Vascular dementia, similar to Alzheimer’s disease, is a bit more common with advancing age. Vascular dementia could come about through strokes and a stroke could certainly unmask underlying AD. It’s not at all shocking that some individuals have dementia the result of both conditions. Even though AD is usually progressive, removing the risks pertaining to vascular dementia is effective in reducing the potential risk of additional damage to the brain for those with vascular dementia. There exists evidence in which vascular dementia reacts to AD medications .
Deficiency of Vitamins and Minerals
Deficiency of essential vitamins and minerals can also be one of the causes of dementia.
Specialists, agree that a nutritious diet loaded with the B vitamins and folate along with Antioxidant’s can be very helpful in retaining mental functionality.
The Neuroprotectors: Antioxidant Vitamins
Vitamin C, beta carotene, Vitamin E, selenium and polyphenols are Antioxidant vitamins. Antioxidants protect the brain from negative ions called “Free Radicals ” which if left alone can wear away at brain cells. this wil cause actual shrinkage of the brain which results in memory loss and can lead to dementia. They also enhance the flow of oxygen to the brain which helps with mental performance and memory.
The Memory Nutrients: The Vitamin B Complex
The Vitamin B Complex consists of the eight B Vitamins. Vitamin B-12, B-6, Folate and Thiamin (B-1) are a few of the B-vitamins. All of the B vitamins help supply energy for you to make use of throughout the day, mentally and physically. Vitamin B-12 regulates the development of red blood cells, which are required for transporting oxygen to your brain. Vitamin B-12 additionally aids in making certain that iron performs effectively within your body.
Omega-3 and fatty acids
Seafood is commonly referred to as brain food. Because it can give an abundant supply of docosahexaenoic acid, which is an essential fatty acid. Omega-3 is considered very important to the function of human brain. Omega-3’s and fatty acids help cellular membranes to be much more fluid, improving communication between the brain cells.
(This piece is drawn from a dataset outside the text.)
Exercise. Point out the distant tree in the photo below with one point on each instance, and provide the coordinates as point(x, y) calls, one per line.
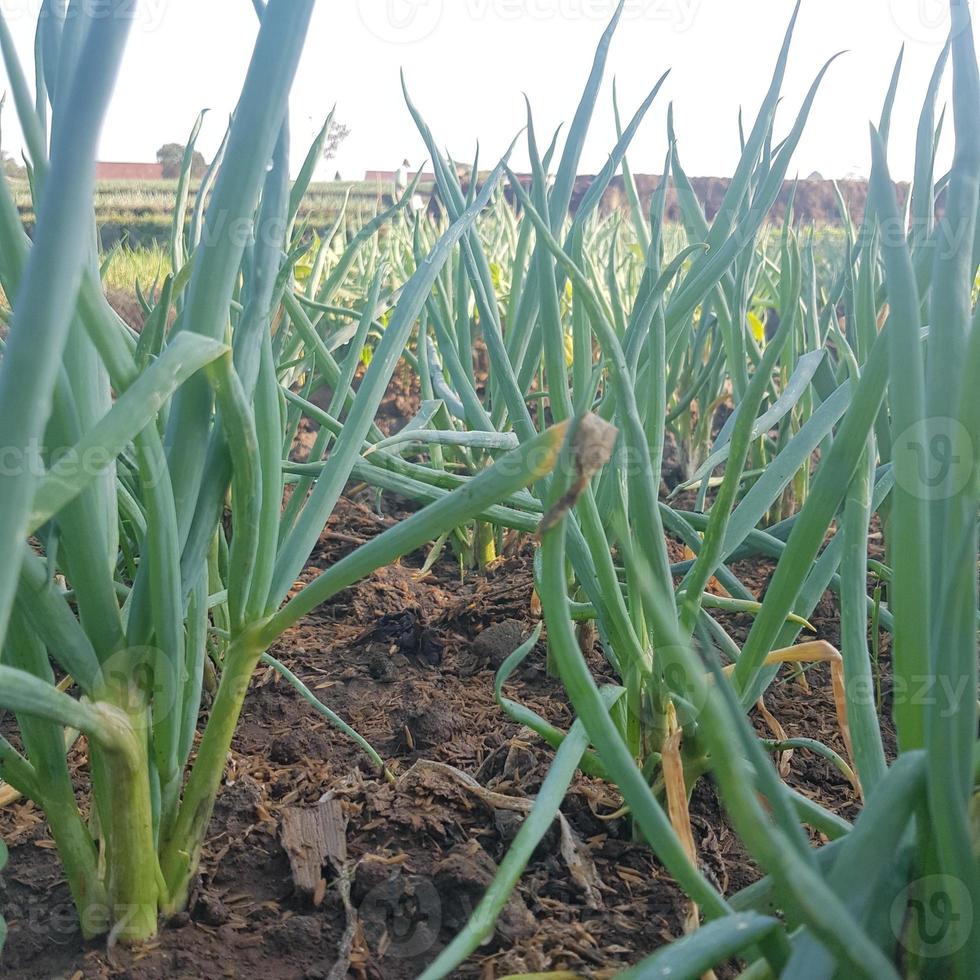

Other Causes of Dementia – Chronic Brain Disorders
Lewy body dementia can be a result of progressive break down of brain cells through protein deposits called Lewy bodies. Visual hallucinations (seeing things that are not present) can be a hallmark characteristic of Lewy body dementia, however the individual in most cases can also have difficulties with attentiveness as well as other signs and symptoms of dementia. Roughly one-third of men and women with Parkinson’s disease (tremors, stiffness of limbs and facial muscles that create problems with walking and speech) develop dementia. Lewy bodies are frequently located in the brain areas connected with Parkinson’s disease. Lewy bodies are also present in a number of people with AD. Lewy body dementia is oftentimes treated with cholinesterase inhibitors.
Frontotemporal dementia (FTD) was previously known as Pick’s disease. This unique dementia involves mainly the frontal and temporal lobes of the brain. FTD is incredibly uncommon and in most cases starts off with considerable character as well as behavioral variations which will precede complications with memory and language. There isn’t any real remedies in common use.
Other causes of Dementia are;
Dementia can be caused by all kinds of things, it can be caused by vitamin B-12 deficiency, it can be caused by thyroid disease, it can be caused by a brain tumor, it can be caused by strokes.